In 2020 bestond De AkzoNobel Art Foundation 25 jaar en dat wordt deze maand (vanwege Covid met een jaar vertraging) groots gevierd met de tentoonstelling ‘All Eyes’ in de Art Space van het hoofdkantoor in Amsterdam. In september 2020 werd dit jubileum al op kleinere schaal gevierd met de lancering van een omvangrijke catalogus in de vorm van een jubileummagazine (vormgegeven door Kummer & Herrman), onder de titel ‘We Are the Collection’. Wie AkzoNobel Art Foundation zegt, zegt Hester Alberdingk Thijm. Als directeur van het eerste uur verzamelt zij al meer dan 25 jaar kunst voor de stichting en is zij verantwoordelijk voor de schatkist aan kunstwerken en verhalen die samen één van de grootste en meest toegankelijke bedrijfscollecties maken die ons land rijk is. Hester Alberdingk Thijm: ‘Ik zie mijn werk als het leiden van een orkest. Ik ben de dirigent die ervoor moet zorgen dat alle klanken bij elkaar passen en als een geheel klinken.’
MK Wanneer en hoe is de AkzoNobel Art Foundation ontstaan?
HAT De AkzoNobel Art Foundation is in 1996 opgericht op verzoek van éminence grise Kees van Lede (1942-2020) [oud-voorzitter van de werkgeversorganisatie VNO, MK] die toentertijd bestuursvoorzitter was van AkzoNobel.

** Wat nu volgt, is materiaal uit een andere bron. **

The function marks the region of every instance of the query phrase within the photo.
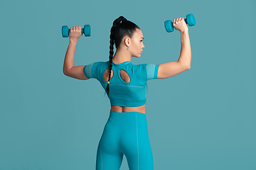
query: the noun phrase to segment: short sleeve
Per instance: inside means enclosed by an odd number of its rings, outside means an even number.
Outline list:
[[[85,76],[88,79],[95,78],[98,79],[99,76],[101,74],[101,63],[102,62],[93,62],[92,64],[85,66],[83,68],[83,72]]]
[[[157,79],[158,64],[142,64],[137,66],[136,76],[142,84],[148,80]]]

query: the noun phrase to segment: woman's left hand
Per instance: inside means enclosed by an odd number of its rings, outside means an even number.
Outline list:
[[[80,26],[73,26],[70,30],[70,41],[77,41],[80,37],[82,36],[82,28]]]

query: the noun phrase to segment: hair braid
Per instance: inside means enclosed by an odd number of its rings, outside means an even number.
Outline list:
[[[113,57],[114,44],[115,44],[116,48],[118,48],[121,43],[121,40],[123,36],[127,35],[129,37],[132,37],[132,34],[136,28],[139,29],[139,27],[138,27],[136,24],[132,23],[131,21],[127,21],[123,16],[119,16],[117,19],[114,20],[113,22],[113,26],[110,30],[110,60],[109,60],[110,74],[109,74],[109,78],[106,87],[105,94],[106,93],[107,94],[107,95],[110,94],[110,80],[111,71],[112,67],[112,60],[114,57]]]

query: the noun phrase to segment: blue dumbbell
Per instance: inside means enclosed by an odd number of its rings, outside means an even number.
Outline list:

Hij wist als geen ander hoe belangrijk het is dat een bedrijf en zijn omgeving - een gemeenschap, een stad, het land - elkaar begrijpen, respecteren en ondersteunen. Vanuit die visie zag hij het belang van kunst als blikverruimer en verbinder. Zoals een bedrijf verankerd moet zijn in zijn omgeving, zo zou een kunstcollectie verankerd moeten zijn in het bedrijf. Voordat ik benoemd werd tot directeur van de stichting was ik als lid van het managementteam bij Boymans van Beuningen verantwoordelijk voor communicatie en marketing, educatie, sponsoring en fondsenwerving. Professor Wim Crouwel was toen directeur van het Boymans en van hem heb ik ontzettend veel geleerd. Chris Dercon [Belgisch kunsthistoricus en museumdirecteur, MK], die toentertijd directeur was van Witte de With [centrum voor hedendaagse kunst in Rotterdam dat inmiddels bekend staat onder de naam Kunstinstituut Melly, MK] werd later gevraagd voor het bestuur van de AkzoNobel Art Foundation. Hij stond bekend om zijn radicale en vernieuwende ideeën en daar kon ik wel wat mee toen ik bij Akzo de verantwoordelijkheid kreeg voor het opstellen van een beleidsplan voor de collectie en de aankoop van kunst.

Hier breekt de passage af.